Recently we were told that the best clam chowder ever is found at Market Street Grill in Utah. While we believe our informants (which included our parents!), we’ve always wondered how a city 1,000 miles inland can be known for fresh fish. I guess someday when we’re in town we’ll have to actually go to the restaurant and taste their fish in person. In the meantime, however, we’re always up for a good recipe experiment, and this one uses canned clams, so it was a good one to try.

I knew I’d like it, because it’s very, very similar to the clam chowder recipe I’ve used for decades, but Wayne said no more experiments are necessary, and I can use this one for the rest of our lives.

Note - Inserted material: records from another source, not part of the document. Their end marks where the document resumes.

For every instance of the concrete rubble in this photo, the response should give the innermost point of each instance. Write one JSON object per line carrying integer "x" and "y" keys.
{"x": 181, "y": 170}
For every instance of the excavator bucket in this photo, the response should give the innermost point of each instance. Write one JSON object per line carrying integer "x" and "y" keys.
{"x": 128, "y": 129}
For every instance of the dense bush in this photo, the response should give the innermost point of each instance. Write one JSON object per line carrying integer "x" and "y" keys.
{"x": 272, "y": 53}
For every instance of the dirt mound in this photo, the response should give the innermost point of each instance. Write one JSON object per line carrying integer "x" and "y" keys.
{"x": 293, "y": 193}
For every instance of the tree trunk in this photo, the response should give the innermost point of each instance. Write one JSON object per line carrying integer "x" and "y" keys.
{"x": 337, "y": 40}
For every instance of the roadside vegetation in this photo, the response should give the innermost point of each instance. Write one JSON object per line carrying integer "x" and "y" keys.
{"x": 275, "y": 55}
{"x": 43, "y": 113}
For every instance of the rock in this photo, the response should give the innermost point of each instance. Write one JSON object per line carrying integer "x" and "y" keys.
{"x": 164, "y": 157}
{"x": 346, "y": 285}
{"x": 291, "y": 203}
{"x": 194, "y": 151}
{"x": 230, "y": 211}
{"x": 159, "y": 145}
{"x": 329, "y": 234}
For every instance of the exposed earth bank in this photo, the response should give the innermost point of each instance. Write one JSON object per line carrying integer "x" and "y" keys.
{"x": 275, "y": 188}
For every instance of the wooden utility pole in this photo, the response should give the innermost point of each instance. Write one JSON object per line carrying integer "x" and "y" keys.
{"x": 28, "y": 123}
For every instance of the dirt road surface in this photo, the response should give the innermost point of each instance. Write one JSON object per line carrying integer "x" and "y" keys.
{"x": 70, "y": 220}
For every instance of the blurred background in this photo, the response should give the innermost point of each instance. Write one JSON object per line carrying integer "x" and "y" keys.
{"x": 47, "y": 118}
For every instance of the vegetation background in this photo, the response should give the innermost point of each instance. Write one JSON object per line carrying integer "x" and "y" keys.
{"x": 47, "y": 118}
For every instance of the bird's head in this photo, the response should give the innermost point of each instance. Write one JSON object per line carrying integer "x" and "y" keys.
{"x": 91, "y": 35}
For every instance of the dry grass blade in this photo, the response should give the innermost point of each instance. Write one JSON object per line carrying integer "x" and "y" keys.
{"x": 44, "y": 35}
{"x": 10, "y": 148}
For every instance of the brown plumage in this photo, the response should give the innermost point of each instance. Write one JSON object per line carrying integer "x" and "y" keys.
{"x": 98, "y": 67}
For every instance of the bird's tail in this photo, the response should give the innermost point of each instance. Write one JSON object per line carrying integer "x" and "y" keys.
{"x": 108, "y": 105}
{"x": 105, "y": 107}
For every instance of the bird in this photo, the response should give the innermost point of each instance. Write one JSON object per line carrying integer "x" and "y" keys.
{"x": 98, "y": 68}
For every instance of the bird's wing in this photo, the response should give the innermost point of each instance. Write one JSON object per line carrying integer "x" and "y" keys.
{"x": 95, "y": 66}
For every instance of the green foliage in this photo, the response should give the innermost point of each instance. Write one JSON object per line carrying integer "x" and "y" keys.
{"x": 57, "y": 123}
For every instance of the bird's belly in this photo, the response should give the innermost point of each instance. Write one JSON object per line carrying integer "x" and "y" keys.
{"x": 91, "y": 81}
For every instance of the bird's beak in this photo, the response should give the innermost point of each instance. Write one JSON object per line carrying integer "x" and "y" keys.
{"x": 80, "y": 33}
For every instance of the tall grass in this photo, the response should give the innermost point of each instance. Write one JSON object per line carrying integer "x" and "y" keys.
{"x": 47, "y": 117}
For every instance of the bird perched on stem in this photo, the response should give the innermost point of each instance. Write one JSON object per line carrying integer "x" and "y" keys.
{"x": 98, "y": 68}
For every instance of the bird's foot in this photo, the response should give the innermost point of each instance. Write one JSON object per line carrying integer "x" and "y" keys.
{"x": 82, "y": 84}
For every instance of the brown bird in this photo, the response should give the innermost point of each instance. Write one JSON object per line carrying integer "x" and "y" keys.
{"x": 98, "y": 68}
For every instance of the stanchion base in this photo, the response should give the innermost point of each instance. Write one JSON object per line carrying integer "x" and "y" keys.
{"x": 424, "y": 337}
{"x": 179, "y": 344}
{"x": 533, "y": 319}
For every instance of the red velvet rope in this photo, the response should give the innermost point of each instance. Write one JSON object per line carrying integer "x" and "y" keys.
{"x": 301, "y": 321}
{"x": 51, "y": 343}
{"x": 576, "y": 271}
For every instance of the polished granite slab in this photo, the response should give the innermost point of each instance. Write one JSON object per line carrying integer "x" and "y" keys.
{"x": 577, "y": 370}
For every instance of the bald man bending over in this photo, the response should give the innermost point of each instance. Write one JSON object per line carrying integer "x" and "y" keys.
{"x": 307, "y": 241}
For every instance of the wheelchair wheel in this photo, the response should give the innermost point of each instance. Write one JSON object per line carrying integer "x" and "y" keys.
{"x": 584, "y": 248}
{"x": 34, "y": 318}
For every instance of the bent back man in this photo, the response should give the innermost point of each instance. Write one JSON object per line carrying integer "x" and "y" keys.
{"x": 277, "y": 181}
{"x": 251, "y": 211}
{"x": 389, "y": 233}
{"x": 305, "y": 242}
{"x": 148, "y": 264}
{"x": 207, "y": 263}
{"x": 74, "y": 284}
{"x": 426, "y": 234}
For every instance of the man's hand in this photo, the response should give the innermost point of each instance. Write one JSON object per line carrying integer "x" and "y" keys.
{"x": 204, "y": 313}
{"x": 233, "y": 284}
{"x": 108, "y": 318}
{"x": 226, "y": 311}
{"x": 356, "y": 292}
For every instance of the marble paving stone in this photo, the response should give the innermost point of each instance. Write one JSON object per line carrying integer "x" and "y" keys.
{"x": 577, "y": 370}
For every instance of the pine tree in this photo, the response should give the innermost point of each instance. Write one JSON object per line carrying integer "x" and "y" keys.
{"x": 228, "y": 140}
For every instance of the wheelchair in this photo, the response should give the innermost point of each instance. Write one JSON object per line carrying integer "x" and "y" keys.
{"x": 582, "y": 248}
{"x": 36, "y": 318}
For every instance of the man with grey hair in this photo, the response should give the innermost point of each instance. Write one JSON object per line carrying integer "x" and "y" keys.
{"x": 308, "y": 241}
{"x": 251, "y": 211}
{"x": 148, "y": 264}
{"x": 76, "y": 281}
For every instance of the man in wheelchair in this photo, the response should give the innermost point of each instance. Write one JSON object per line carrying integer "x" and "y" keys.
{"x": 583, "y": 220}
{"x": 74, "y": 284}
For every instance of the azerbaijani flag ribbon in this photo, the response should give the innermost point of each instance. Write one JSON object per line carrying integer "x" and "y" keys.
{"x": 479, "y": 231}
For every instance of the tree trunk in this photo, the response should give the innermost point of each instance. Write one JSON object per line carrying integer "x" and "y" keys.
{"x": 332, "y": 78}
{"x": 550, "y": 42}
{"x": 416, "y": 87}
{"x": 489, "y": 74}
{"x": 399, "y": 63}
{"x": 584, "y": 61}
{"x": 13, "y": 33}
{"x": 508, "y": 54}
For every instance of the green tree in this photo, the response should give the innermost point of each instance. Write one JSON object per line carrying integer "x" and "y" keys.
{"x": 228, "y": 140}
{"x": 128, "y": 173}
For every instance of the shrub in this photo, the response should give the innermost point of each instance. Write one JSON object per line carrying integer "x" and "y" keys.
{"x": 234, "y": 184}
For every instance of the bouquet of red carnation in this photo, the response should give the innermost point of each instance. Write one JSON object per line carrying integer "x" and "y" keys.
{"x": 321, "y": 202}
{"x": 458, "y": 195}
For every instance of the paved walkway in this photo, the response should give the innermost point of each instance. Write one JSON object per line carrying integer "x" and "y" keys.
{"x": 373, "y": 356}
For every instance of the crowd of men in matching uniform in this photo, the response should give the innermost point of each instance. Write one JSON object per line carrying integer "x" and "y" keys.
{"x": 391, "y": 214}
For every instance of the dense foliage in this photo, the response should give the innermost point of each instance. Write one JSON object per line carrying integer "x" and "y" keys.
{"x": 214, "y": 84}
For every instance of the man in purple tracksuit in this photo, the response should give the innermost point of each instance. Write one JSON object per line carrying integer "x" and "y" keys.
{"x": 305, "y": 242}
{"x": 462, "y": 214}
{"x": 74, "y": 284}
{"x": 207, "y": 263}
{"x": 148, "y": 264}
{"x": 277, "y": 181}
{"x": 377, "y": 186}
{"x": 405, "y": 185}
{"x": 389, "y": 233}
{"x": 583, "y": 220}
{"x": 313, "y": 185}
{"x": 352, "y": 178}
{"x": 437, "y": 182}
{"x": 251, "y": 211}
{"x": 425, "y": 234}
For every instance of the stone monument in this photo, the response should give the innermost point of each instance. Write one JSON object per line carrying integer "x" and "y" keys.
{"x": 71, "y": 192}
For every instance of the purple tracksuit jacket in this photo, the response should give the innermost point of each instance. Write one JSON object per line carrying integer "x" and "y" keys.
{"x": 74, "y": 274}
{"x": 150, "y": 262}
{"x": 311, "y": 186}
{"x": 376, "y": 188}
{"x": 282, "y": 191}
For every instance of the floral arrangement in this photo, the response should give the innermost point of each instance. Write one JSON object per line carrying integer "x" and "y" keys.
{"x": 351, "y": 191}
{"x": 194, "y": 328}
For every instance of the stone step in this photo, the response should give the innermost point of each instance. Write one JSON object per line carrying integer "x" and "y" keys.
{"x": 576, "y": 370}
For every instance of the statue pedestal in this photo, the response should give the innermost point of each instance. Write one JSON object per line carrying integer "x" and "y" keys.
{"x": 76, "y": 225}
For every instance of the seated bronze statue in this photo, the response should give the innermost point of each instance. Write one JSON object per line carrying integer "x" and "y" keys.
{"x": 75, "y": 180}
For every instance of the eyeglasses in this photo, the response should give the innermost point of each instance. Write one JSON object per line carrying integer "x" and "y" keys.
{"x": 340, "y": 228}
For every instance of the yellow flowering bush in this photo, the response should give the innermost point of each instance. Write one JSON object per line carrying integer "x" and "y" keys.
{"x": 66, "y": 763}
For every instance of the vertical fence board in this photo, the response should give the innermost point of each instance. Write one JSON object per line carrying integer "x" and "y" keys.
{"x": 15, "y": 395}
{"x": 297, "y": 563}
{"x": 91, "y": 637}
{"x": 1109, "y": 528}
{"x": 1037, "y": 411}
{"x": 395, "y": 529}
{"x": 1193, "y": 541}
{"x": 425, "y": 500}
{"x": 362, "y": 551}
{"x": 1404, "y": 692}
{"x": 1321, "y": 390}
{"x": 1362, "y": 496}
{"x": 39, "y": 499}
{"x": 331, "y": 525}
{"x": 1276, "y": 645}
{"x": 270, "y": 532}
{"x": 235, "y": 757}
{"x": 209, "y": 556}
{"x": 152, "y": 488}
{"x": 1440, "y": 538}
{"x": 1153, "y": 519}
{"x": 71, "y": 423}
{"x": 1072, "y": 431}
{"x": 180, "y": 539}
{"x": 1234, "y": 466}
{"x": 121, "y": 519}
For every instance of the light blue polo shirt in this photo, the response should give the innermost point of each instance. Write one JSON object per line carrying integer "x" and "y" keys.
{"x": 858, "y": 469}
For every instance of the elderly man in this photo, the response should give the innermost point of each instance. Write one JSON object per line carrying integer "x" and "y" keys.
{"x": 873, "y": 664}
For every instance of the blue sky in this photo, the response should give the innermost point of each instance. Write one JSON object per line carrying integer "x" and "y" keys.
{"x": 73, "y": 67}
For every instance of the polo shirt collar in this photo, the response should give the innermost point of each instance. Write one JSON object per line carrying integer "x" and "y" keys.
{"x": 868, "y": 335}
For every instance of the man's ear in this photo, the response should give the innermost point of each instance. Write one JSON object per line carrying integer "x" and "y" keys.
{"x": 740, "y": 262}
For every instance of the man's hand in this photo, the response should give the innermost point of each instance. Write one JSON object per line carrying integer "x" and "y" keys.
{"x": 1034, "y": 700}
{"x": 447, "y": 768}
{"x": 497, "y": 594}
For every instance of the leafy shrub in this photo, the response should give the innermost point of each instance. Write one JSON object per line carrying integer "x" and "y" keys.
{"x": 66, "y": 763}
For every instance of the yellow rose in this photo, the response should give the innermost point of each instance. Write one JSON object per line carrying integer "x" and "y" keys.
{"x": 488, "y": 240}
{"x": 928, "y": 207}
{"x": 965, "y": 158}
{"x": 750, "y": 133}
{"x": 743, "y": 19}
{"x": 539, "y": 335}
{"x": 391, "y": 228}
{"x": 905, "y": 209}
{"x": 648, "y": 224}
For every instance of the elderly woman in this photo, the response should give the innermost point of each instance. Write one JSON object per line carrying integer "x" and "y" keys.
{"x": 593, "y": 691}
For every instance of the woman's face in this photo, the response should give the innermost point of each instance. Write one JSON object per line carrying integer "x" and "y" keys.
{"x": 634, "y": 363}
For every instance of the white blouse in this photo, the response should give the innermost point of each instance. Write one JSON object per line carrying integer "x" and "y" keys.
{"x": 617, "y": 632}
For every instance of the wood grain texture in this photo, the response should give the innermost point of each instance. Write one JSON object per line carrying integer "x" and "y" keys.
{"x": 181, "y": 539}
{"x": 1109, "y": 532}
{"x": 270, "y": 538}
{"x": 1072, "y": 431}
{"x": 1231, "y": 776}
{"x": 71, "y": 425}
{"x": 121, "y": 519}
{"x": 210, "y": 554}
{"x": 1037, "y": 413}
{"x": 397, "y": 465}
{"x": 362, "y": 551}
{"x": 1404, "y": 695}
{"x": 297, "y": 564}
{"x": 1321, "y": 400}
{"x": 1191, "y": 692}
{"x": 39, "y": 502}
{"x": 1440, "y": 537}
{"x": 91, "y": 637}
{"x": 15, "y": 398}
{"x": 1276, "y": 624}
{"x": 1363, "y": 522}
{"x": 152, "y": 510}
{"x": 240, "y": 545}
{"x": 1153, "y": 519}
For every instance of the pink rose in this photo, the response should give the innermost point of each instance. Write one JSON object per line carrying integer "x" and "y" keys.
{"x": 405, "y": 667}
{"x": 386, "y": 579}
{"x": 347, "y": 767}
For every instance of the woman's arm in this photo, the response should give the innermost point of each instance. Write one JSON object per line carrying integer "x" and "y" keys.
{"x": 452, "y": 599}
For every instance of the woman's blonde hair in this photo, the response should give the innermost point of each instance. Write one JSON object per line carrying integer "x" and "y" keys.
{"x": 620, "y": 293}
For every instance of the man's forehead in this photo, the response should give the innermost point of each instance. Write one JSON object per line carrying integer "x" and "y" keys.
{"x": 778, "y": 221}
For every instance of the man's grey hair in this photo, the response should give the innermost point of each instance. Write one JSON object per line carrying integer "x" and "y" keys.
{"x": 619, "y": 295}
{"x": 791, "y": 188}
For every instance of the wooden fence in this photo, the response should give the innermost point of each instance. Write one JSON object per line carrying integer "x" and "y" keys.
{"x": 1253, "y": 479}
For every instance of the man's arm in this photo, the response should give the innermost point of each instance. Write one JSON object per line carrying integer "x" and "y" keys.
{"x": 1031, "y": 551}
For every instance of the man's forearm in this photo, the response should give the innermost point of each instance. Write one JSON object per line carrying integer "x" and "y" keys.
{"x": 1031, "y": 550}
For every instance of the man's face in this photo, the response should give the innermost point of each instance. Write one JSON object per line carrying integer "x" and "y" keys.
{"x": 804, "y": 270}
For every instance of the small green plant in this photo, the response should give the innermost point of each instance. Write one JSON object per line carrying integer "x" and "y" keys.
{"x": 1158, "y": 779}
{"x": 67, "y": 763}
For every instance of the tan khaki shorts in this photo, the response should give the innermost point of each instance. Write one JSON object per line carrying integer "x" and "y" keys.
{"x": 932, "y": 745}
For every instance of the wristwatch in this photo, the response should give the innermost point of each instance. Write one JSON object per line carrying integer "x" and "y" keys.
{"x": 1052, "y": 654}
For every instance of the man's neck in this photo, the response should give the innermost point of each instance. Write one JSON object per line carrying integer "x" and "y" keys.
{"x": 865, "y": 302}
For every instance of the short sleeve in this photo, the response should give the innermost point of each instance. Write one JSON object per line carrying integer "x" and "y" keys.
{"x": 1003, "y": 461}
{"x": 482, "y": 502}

I guess that means it really is the best ever clam chowder! While I tried to follow the copycat recipe I found as closely as possible, I did end up making a couple of minor changes. Does that mean it’s truly the Market Street Grill recipe or my own creation? 

The Best Ever Clam Chowder

4 cans (6 ounce) clams with juice (use chopped clams, not minced ones)
1/2 cup chopped onion
1/2 cup chopped leeks
1/2 cup chopped celery
1/2 cup chopped green (or red) pepper
1/2 cup chopped potatoes
freshly ground salt and pepper to taste (about 1 teaspoon each – could also add a squirt or two of Tabasco)
3 bay leaves
1/2 teaspoon dried thyme
6 tablespoons butter
1/2 cup flour
3-4 cups half-and-half*
3-4 tablespoons cooking sherry

Simmer vegetables in juice of clams (and enough water to cover vegetables if necessary), along with the seasonings. Cook until tender, about 25 minutes.

Make a white sauce by melting the butter, stirring in the flour, and whisking in the cream. (Note that the copycat recipe said to bake the flour and butter together – “to eliminate the raw flour flavor and stabilize chowder.” My oven was in use, and I didn’t want to dirty an additional pan, so I did that on the stove at a very low heat – you don’t want it to burn.) Cook until thick, then add the vegetable mixture with the clams and sherry.

Heat through and serve warm with sourdough bread. Serves 4-6.

*I used 1 cup cream and 2 cups low-fat milk because I forgot to buy half-and-half. (See here.) That was less than the four cups called for in the recipe, which made it extra thick. It was almost too thick, so I may add the extra cup next time**, just to see if someone call tell that I did make an adjustment. And I may live wildly and double the potatoes as well!

**I just re-read my Milk Conversion post and realized I followed the directions for skim milk, not low-fat milk. So, 1 cup of cream and 3 cups of low-fat milk would actually have been the correct ratio!